Benim eşim de kaç zamandır sırt ağrılarından dolayı yataktan kendini çıkaramıyor. İşe geç gidiyor. Onun ağrısı olduğu için insanlar görüyor, evet hasta gerçekten diyor. Şu anda sizin de eşimden farkınız yok. Onun hastalığı ne kadar gerçekse, sizinki de o kadar gerçek.

Hatta daha bile zor. Çünkü ben ağır tüp bebek tedavilerinde de işimi gücümü yapardım. Doktor daha fazla kanaması olursa anneyi kaybederiz deyip beni kürtaja aldı. Ama benim de bakacak kimsem olmadığı için, bir kaç gün sonra kendim kalktım bütün işlerimi yaptım.

Ama şu 3 aylık depresyonda bir kap yemek yapamıyorum.

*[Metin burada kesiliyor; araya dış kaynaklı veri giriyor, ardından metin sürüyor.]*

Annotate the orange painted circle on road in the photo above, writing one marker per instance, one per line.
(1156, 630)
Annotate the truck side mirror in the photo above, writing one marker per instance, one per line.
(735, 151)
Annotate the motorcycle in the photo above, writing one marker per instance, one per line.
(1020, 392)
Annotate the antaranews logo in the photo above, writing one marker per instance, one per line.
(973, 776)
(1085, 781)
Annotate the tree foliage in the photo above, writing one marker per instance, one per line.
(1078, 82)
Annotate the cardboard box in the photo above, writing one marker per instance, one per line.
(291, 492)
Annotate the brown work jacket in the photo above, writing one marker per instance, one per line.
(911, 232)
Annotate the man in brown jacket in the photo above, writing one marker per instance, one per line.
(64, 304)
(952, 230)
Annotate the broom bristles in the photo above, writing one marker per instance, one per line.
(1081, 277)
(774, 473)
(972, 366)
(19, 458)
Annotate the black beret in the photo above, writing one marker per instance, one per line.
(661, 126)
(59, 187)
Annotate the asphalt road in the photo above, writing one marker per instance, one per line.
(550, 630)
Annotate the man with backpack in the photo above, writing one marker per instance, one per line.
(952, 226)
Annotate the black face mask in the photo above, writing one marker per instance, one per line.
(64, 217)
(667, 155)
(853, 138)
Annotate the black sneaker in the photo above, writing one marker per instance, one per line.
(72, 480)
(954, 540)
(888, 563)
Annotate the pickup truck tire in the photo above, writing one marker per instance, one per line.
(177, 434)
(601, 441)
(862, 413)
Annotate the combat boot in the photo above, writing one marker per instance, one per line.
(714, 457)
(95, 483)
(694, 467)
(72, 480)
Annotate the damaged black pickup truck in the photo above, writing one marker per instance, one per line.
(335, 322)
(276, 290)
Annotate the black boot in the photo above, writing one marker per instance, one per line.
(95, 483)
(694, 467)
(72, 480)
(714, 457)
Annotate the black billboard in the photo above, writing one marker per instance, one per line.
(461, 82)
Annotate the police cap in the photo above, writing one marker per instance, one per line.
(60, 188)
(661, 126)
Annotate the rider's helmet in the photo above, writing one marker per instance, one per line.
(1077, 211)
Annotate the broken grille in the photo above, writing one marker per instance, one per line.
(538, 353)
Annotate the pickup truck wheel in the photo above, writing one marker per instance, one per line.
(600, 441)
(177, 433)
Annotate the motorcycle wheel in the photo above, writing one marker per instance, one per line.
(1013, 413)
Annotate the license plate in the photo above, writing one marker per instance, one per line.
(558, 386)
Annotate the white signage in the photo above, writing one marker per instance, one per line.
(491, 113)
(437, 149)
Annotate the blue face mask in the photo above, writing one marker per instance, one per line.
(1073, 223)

Lütfen terapi almaya çalışın. Ben günlük spor yapmaya çalışıyorum kendimi yataktan kazıyarak. İşe illa ki yarayacak ama ne aman bilmiyorum. Hatta tezgahı, çamaşırı hepsini bırakıyorum. Önce bir yarım saat spor yapıyorum. Akşam eşimin çocuğumun geldiği evi tahmin edemezsiniz. Ama artık umursayamıyorum. Hatta üzmüyorum kendimi. Tek derdim iyileşebilmek.

Allah çaresiz dert verip ağlattırmasın diyorum, bu da elbette geçecek.

Siz de benim gibi erken yaşta, tek başınıza çok sorumluluk ve yük almış, sinirlerinizi çok yıpratmışsınız. Acısı rahata çıkınca oluyor bunların.

Dini inancınız nasıldır bilmiyorum, bakara suresinin ilk sayfası(Elif lam mim) le, son sayfası (amenerrasulu) yü okuyun her gün. O da şifa bu psikolojik sıkıntılarda.

İyi bilin ki burada sizi çok iyi anlayan insanlar var. Kocaman sarılıyorum buradan. En kısa zamanda şifa bulmanız ve işlerinizin başına geçmeniz dileğiyle.